China's gain over 2016 came from higher shipments of OTR, farm and other non-highway tires, according to the Commerce Department data.
China's exports of passenger, light truck and medium truck/bus tires to the U.S., by contrast, all declined last year from 2016, reflecting the continued imposition of elevated import duties on consumer tires and the shift by several leading Chinese tire makers of truck tire production to plants in Thailand, Indonesia or Vietnam.
A year after landing at the top of the list of U.S. trading partners, Canada slid to third on the 2017 list, eclipsed by Thailand as well as China. Imports from Thailand last year were valued at $1.86 billion, 35.8 percent higher than in 2016.
The value of Canada's imports slid 2.5 percent to $1.54 billion.
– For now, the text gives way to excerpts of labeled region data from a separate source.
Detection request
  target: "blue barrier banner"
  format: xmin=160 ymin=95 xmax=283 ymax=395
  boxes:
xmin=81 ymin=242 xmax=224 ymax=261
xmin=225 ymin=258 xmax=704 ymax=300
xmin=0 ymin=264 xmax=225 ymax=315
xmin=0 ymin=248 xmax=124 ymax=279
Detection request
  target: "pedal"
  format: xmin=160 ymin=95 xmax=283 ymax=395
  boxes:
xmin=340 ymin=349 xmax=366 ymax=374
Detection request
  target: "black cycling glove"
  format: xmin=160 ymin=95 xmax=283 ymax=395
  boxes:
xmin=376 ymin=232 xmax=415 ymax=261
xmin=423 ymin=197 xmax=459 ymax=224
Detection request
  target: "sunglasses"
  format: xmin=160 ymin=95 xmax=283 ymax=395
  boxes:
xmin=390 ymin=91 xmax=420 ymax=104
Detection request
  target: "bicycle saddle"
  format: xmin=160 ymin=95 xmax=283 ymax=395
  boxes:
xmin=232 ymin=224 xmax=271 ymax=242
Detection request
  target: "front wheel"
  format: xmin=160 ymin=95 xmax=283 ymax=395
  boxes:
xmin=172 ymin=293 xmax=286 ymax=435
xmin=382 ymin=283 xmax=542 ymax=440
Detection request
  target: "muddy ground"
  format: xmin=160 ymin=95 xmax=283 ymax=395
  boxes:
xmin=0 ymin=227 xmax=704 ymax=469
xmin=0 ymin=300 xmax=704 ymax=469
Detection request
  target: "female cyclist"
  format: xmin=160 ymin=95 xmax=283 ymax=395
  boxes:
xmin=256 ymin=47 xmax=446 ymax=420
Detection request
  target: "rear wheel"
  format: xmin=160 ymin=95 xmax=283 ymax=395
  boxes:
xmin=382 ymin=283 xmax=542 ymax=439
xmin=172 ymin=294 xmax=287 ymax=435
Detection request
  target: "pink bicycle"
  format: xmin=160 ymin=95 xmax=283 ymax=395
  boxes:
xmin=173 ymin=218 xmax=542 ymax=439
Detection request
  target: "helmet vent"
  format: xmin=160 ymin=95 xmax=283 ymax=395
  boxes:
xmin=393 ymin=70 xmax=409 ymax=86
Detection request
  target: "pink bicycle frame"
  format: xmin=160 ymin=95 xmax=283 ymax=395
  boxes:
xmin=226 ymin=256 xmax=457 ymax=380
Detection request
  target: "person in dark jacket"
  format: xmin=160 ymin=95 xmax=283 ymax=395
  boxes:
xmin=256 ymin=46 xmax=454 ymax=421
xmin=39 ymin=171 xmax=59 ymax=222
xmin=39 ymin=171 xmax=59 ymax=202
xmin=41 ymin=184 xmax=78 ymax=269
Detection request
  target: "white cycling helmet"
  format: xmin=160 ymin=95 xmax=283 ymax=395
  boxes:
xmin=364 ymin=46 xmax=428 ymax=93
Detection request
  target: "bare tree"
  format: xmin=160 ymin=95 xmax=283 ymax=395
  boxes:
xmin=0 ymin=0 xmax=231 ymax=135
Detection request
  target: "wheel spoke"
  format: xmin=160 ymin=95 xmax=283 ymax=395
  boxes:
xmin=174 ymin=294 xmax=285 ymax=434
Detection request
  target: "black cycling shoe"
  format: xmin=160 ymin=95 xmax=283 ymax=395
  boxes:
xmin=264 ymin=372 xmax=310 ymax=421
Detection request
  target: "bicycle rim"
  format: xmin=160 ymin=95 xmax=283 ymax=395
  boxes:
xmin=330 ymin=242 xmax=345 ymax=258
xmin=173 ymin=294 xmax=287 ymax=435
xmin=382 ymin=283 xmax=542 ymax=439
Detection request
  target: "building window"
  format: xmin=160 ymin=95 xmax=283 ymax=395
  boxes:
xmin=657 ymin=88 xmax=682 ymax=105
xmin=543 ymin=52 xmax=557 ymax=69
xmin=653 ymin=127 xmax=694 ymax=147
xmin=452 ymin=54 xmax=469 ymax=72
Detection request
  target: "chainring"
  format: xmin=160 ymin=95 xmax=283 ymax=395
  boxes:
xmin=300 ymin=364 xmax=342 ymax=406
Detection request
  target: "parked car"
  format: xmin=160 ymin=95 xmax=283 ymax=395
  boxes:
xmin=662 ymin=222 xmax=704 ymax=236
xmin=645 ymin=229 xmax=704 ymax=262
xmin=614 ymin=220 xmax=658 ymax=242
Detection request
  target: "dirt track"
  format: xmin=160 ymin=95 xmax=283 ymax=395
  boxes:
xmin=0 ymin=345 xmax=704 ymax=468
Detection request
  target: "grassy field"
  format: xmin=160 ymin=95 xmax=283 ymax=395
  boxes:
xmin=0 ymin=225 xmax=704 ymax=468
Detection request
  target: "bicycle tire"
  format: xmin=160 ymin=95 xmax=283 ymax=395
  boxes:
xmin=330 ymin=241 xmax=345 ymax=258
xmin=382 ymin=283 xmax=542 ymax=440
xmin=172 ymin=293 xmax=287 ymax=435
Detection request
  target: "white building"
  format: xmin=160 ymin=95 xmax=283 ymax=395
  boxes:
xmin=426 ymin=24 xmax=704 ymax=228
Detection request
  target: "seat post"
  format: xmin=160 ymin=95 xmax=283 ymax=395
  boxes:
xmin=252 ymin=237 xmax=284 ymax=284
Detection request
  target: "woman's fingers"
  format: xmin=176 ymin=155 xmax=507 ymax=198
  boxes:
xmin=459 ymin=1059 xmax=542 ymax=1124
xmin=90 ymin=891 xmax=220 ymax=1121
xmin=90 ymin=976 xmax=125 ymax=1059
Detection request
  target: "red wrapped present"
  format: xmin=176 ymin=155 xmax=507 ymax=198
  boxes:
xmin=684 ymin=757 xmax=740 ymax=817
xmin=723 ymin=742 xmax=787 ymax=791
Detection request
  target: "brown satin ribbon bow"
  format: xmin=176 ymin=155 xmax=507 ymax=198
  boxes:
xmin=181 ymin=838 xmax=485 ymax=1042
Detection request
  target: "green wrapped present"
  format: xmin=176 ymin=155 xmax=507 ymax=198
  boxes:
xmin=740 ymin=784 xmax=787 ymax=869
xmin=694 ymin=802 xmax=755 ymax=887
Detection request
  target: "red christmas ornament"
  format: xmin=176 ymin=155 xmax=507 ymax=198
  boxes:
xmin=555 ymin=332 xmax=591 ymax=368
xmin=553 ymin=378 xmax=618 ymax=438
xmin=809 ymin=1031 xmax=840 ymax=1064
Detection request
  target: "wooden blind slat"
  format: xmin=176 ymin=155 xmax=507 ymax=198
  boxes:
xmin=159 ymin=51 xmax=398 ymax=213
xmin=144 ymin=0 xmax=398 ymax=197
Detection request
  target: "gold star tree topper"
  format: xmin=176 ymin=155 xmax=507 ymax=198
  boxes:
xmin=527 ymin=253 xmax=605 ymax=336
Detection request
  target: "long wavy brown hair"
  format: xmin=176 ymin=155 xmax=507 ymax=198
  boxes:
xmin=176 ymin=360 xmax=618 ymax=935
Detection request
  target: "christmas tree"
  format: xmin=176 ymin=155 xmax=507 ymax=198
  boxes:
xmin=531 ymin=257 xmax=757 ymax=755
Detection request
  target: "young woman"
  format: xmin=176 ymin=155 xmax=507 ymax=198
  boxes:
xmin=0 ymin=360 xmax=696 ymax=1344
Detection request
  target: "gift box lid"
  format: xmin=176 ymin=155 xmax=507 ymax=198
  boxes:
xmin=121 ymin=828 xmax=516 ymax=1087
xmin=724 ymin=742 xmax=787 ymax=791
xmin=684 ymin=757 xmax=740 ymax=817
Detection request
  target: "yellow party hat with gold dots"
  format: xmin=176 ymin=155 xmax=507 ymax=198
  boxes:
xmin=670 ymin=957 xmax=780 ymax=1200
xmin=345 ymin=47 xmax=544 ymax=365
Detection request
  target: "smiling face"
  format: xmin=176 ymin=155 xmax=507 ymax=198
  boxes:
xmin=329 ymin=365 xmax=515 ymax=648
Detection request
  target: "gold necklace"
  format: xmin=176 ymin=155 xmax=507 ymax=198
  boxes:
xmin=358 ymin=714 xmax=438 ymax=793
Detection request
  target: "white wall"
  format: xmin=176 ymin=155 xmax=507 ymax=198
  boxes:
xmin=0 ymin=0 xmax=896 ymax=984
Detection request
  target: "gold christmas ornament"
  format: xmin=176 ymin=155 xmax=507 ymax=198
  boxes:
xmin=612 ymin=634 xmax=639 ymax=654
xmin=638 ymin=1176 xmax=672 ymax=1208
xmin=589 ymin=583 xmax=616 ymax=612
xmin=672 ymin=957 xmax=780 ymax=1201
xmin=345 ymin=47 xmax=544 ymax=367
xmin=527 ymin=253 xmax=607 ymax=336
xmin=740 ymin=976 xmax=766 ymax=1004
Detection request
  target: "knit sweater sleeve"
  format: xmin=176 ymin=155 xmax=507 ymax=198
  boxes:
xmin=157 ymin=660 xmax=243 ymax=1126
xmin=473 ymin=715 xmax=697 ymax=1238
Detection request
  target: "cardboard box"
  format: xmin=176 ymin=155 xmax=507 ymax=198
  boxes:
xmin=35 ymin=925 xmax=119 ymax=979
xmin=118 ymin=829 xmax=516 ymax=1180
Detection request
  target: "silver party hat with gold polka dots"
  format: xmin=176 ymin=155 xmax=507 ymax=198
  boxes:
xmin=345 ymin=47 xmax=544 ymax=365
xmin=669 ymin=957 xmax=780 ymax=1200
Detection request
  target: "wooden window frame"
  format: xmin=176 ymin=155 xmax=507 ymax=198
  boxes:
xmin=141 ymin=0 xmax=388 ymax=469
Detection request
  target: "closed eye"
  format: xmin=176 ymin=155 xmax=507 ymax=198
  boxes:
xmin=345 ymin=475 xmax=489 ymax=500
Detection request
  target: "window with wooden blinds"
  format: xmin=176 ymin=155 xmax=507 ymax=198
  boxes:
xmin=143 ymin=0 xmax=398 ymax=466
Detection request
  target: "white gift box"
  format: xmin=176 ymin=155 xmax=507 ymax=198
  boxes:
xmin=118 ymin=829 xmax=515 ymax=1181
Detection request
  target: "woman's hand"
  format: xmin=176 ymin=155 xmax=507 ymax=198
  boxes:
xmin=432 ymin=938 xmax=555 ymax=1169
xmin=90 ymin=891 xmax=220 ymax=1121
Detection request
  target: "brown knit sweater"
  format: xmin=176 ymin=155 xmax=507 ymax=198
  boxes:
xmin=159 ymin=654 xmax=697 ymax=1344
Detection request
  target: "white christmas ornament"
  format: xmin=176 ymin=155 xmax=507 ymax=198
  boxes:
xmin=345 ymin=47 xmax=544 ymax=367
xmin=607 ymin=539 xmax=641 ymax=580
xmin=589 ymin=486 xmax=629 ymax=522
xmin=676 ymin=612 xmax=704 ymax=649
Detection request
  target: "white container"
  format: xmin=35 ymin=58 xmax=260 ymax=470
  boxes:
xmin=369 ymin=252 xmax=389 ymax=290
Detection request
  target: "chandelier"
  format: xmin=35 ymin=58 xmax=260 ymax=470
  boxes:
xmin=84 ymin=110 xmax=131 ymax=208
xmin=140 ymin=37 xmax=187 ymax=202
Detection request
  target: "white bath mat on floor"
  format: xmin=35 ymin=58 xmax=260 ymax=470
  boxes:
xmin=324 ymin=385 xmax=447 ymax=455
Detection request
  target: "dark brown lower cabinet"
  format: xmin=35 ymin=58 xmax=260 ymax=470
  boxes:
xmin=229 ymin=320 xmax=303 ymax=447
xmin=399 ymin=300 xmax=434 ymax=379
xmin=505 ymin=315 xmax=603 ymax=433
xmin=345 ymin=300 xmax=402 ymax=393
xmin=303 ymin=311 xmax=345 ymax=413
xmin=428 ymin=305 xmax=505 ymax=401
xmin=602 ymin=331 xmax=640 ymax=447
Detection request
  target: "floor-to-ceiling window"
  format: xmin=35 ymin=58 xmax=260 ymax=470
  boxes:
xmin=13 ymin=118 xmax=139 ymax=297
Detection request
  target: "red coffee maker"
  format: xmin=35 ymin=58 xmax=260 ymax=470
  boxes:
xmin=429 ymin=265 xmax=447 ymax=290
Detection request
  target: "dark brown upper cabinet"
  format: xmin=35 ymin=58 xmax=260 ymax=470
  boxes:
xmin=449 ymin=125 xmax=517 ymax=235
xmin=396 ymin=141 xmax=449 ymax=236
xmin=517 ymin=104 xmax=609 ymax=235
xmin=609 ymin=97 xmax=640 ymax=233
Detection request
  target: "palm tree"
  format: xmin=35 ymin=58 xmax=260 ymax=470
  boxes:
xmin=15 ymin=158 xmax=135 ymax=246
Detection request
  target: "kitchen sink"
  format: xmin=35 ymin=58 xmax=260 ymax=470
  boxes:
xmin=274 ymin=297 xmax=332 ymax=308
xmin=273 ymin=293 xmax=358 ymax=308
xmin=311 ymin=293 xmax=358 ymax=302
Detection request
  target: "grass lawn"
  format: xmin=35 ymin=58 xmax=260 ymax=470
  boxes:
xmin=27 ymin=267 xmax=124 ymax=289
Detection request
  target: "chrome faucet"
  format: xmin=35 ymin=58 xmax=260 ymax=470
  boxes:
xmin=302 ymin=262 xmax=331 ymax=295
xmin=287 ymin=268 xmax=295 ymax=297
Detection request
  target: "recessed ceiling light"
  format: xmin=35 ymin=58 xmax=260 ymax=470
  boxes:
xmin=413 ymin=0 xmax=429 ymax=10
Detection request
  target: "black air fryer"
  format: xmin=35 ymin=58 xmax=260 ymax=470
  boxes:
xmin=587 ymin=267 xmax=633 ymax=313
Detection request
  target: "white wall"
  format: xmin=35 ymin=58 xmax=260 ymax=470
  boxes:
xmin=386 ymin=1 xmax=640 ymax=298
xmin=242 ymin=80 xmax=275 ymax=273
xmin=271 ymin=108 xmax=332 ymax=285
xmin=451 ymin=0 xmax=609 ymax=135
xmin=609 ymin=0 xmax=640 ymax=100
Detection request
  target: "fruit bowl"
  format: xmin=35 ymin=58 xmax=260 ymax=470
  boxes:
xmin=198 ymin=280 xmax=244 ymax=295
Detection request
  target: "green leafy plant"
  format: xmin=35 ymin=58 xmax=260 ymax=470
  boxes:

South Korea and Japan rounded out the top five at $1.34 billion and $1.09 billion, respectively. Both countries' imports were down in value from 2016, by 6.3 and 7.6 percent, respectively.
Mexico, Indonesia and Taiwan were the next largest sources of imported tires, valued at $839.6 million, $749.8 million and $491.4 million, respectively. All were up measurably vs. 2016.
Of its major trading partners, the U.S. held a surplus with just one country, Mexico, which took in $1.2 billion worth of tires from the U.S. last year and exported $839.6 million to the U.S., resulting in a trade surplus of $360.2 million.
Canada was the No. 1 export destination for U.S.-made tires at $1.49 billion, but Canada's $1.54 billion in shipments to the U.S., resulted in near equilibrium. The next largest export destination was Australia, which took in $257.7 million worth of products from the U.S.